Bakan'dan 'promosyonla' ilgili flaş açıklama!
Çalışma ve Sosyal Güvenlik Bakanı Müezzinoğlu promosyonu verilmesine ilişkin görüşmelerin hangi aşamada olduğuna ilişkin "Bu konuda kısa vadede bir açıklama yapılması planlanmıyor" dedi.

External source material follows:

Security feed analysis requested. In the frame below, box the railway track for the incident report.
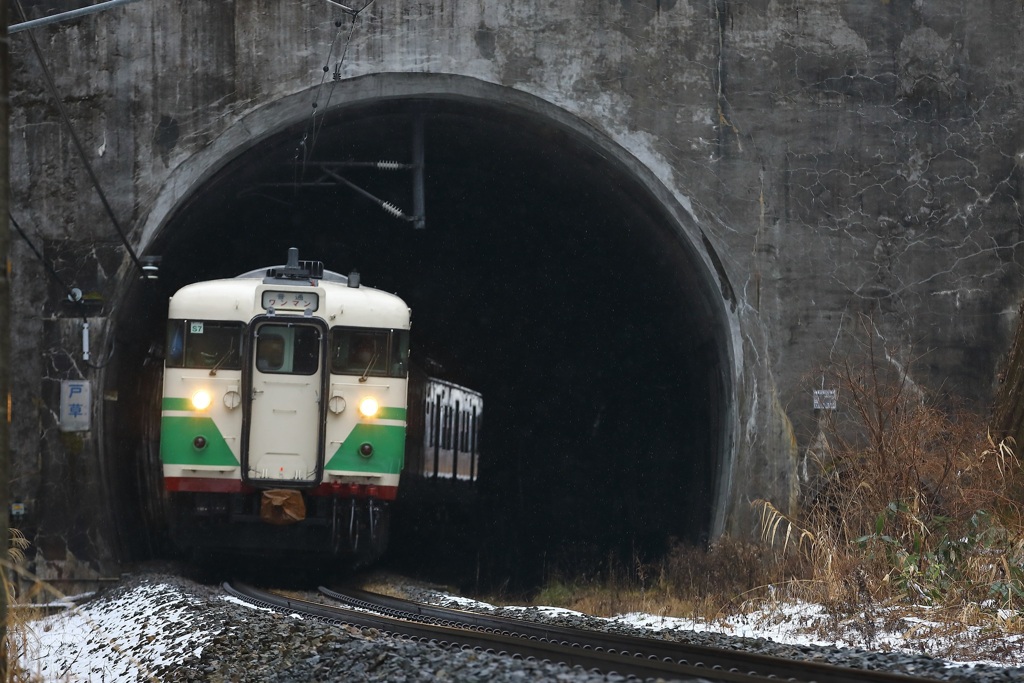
[224,584,931,683]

Çalışma ve Sosyal Güvenlik Bakanı Mehmet Müezzinoğlu, "Emekli maaşlarının emeklilerimize ulaşıncaya kadar bankalarda kaldığı süre ortalama 1,5 gün. Kamu bankalarında bu süre 2 gün. Bu paranın 2 gün veya 2 gece bankalarda değerlendirilmesi emeklilerimizin bu anlamda promosyondan beklediği bir karşılığı ne yazık ki yansıtmıyor. Çok minimum bir rakam olarak kalıyor" dedi.

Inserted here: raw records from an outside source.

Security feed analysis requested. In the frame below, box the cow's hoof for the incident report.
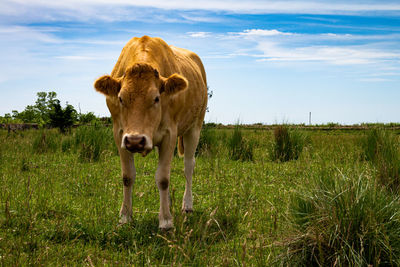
[158,220,174,230]
[119,215,132,225]
[182,208,193,213]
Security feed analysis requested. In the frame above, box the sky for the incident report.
[0,0,400,124]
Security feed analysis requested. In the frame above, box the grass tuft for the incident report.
[228,124,255,161]
[74,126,115,162]
[283,171,400,266]
[362,128,400,192]
[196,125,218,156]
[32,130,60,153]
[269,125,307,162]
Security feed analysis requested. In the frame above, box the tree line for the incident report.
[0,92,111,132]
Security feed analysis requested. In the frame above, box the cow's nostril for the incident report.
[124,135,147,152]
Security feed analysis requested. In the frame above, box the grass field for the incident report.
[0,128,400,266]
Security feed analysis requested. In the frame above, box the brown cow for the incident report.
[94,36,207,229]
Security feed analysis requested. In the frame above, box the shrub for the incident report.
[32,130,60,153]
[49,99,76,133]
[196,125,218,156]
[228,124,255,161]
[269,125,307,162]
[362,128,400,191]
[283,172,400,266]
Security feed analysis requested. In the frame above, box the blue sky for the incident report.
[0,0,400,124]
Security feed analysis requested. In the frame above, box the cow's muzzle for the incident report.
[122,134,152,156]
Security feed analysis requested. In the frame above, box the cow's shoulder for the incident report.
[170,45,207,84]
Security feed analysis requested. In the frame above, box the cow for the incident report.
[94,36,208,229]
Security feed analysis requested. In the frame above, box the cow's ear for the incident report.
[94,75,121,96]
[160,73,188,94]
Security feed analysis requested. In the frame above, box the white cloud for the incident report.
[231,29,292,37]
[258,42,400,65]
[0,0,400,22]
[188,32,211,38]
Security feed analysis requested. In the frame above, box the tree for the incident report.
[78,112,96,124]
[48,99,77,133]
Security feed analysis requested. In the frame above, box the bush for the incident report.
[362,128,400,191]
[283,172,400,266]
[228,125,254,161]
[49,99,76,133]
[196,125,218,156]
[269,125,307,162]
[32,130,61,153]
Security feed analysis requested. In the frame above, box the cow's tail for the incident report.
[178,136,185,157]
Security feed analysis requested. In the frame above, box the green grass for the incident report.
[361,128,400,192]
[284,170,400,266]
[0,128,397,266]
[270,125,308,162]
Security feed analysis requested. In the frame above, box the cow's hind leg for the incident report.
[182,128,200,212]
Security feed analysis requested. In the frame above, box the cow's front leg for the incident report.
[119,149,136,224]
[156,136,176,229]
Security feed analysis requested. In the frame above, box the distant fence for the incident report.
[0,123,111,132]
[0,123,39,132]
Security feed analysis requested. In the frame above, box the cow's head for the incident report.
[94,63,188,156]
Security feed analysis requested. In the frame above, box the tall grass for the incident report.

Müezzinoğlu, Bakanlık Reşat Moralı Toplantı Salonu'nda düzenlenen Üçlü Danışma Kurulu Toplantısı'nın açılışında yaptığı konuşmada, çalışma hayatının esas itibarıyla işçi ile işveren kesimleri arasında yürütülen diyalog ve varılan anlaşmalarla düzenlendiğini vurguladı.
Endüstri ilişkilerinin düzenli ve kalıcı bir barış ortamını oluşturabilmesinin özellikle sosyal tarafların diyaloğuna bağlı olduğunu belirten Müezzinoğlu, İş Kanunu ile düzenlenen "Üçlü Danışma Kurulu"nun da bu düşüncenin bir yansıması olduğunu dile getirdi.
Bakanlık olarak Üçlü Danışma Kurulunu, sosyal diyaloğu esas alan, emek ile sermayeyi birbirini tamamlayan iki unsur olarak gören yaklaşımın somutlaşmış bir hali olarak gördüklerine işaret eden Müezzinoğlu, şöyle devam etti:
"Her durumda, her ortamda, her zaman sonuna kadar diyaloğa açık olan bakanlığımız, paydaşlarımız olan bu masanın etrafındaki sosyal tarafların görüş ve önerilerini dikkate alarak çalışma hayatına ilişkin politikasını belirlemeye azami özen göstermektedir. Çalışma hayatında çözüme kavuşan sorunlar yanında önümüzde çözüme kavuşturulmayı bekleyen başlıklar var. Çalışma yaşamı, içerisinde barındırdığı toplumsal dinamikler nedeniyle farklı bir alandır. Bu nedenle, sosyal taraflar arasında dengenin sağlanmasında sosyal diyalog mekanizmasının etkin şekilde kullanılmasına önem vermekteyiz."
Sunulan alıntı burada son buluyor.